How about if it is an antichresis? Creditor takes charge of the property until such time that the
debtor is able to pay. If the debtor has settled all his obligation then the creditor returns the
real property. So what will the creditor do with the farm? He cultivates and gather the fruits.
Lets say the strawberry farm produced an income of 50,000. Less 30,000 as capital and
expenses. So you have 20,000 as net income. The fruits will now be applied to the payment of
the interest of the 100,000. The interest is the stipulated interest. Let’s say 12% so 12,000. So
minus 12,000 remaining 8,000. Since it is antichresis what will the creditor do with the 8,000,
he will not return to debtor or keep but will be used to deduct from the principal. So 92,000 na
lng yong naiwan sa principal, next year same process. Suppose the fruits is not sufficient to pay
the interest and the principal during the stipulated period say 5 years. Can the creditor gets the
property as his own? The creditor cannot appropriate it as his own. Pactum commisorium- no
automatic ownership to the creditor. He has to go through the foreclosure proceedings.

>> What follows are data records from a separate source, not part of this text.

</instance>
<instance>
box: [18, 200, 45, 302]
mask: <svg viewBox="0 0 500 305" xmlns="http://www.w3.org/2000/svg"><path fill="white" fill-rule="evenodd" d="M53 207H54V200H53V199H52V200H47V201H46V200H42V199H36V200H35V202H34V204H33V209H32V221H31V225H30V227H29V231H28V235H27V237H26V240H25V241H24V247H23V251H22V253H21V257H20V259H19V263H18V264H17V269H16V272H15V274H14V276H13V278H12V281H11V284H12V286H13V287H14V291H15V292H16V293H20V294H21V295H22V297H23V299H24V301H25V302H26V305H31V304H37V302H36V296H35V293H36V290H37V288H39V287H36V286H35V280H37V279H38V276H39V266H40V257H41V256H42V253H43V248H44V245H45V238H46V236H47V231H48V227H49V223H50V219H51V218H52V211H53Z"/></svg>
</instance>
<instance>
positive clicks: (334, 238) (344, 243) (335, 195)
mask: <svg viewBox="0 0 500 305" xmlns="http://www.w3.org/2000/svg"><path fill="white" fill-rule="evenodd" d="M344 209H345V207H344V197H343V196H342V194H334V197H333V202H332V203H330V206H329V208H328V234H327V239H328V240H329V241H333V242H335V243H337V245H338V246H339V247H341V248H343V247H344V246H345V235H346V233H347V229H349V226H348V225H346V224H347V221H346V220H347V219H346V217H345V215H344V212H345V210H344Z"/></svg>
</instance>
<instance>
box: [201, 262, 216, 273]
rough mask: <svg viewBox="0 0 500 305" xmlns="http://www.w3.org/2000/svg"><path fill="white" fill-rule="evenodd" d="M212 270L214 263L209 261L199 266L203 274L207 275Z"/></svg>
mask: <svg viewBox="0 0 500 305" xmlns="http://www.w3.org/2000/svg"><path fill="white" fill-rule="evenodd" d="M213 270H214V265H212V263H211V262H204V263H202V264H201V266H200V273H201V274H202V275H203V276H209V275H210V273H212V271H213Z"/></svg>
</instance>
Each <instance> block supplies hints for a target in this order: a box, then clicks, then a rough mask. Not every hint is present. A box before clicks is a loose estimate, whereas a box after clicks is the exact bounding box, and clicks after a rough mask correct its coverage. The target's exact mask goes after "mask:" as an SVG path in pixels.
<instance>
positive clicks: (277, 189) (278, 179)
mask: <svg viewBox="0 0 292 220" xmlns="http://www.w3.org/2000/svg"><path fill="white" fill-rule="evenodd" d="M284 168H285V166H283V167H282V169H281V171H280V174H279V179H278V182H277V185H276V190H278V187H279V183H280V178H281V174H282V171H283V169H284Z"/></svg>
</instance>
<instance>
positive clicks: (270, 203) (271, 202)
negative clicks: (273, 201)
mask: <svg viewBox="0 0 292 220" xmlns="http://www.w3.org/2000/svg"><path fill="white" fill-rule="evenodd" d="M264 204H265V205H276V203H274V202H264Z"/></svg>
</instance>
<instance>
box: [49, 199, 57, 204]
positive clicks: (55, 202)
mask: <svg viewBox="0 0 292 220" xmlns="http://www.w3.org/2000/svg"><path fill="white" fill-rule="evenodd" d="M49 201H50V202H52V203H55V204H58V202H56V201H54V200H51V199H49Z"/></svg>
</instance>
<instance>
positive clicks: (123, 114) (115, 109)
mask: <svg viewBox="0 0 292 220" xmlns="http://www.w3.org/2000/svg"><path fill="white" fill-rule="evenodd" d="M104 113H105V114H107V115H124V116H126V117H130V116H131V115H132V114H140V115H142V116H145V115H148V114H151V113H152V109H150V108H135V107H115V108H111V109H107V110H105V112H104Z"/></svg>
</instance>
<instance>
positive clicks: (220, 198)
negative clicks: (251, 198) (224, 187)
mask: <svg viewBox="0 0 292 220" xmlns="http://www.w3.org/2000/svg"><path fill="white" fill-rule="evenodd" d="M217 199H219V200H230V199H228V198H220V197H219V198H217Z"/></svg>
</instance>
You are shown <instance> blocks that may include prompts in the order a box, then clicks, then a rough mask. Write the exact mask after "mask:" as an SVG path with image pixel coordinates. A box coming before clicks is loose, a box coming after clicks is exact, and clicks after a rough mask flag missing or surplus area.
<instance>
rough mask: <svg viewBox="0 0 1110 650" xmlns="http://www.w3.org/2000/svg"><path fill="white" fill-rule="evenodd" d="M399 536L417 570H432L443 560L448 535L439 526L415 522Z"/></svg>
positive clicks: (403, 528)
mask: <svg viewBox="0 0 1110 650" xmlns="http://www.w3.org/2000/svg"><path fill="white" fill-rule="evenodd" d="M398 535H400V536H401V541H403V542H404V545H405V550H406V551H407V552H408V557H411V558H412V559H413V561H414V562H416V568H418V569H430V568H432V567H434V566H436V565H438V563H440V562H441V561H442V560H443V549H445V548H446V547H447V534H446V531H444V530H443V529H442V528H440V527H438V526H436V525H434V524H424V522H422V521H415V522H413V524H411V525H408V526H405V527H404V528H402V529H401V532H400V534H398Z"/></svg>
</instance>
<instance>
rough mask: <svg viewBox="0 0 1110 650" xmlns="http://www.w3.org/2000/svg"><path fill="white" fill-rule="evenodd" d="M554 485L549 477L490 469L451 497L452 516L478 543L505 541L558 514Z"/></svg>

Ok debtor has no collateral, walang personal and real property. A person can be collateral but it
is called a co-maker. The co-maker can either be a guarantor or surety. In the event the debtor
fails to pay creditor runs against the person to pay just like collateral the creditor runs after the
property. Now, where does the contract lie?
So if you have a creditor and a debtor and you have here the guarantor or surety, we have here
a tripartite relationship. Where does the contract lie? The contract of guaranty and surety is
with the guarantor or surety and the creditor. It is an undertaking buy the guarantor that in the
event the debtor fails to pay the guarantor will pay. Certainly, the guarantor/ surety can run
after the debtor if the financial statues of the debtor increase, the G/S can run after the debtor
by virtue of contract of indemnity. It is an implied contract of indemnity.

Now, which is better to be a guarantor or a surety? Guarantor is better because the guarantor
has the benefit of excussion. Excuss is also exhaust. The benefit of the guarantor that before
the creditor can run after him, the creditor must exhaust first all the assets of the debtor. If the
assets are sufficient, there is no need for the creditor to run after the guarantor. No assets then
the creditor run after the guarantor. There are assets but deficient, creditor runs after the
guarantor for the deficiency.

How about in surety? The surety is solitarily liable. If debtor fails to pay, creditor has three
choices, run after the debtor only, run after the surety only, or run after the debtor and the
surety both of them at the same time because the surety is solitarily liable as if he is the
principal debtor. No benefit of excussion.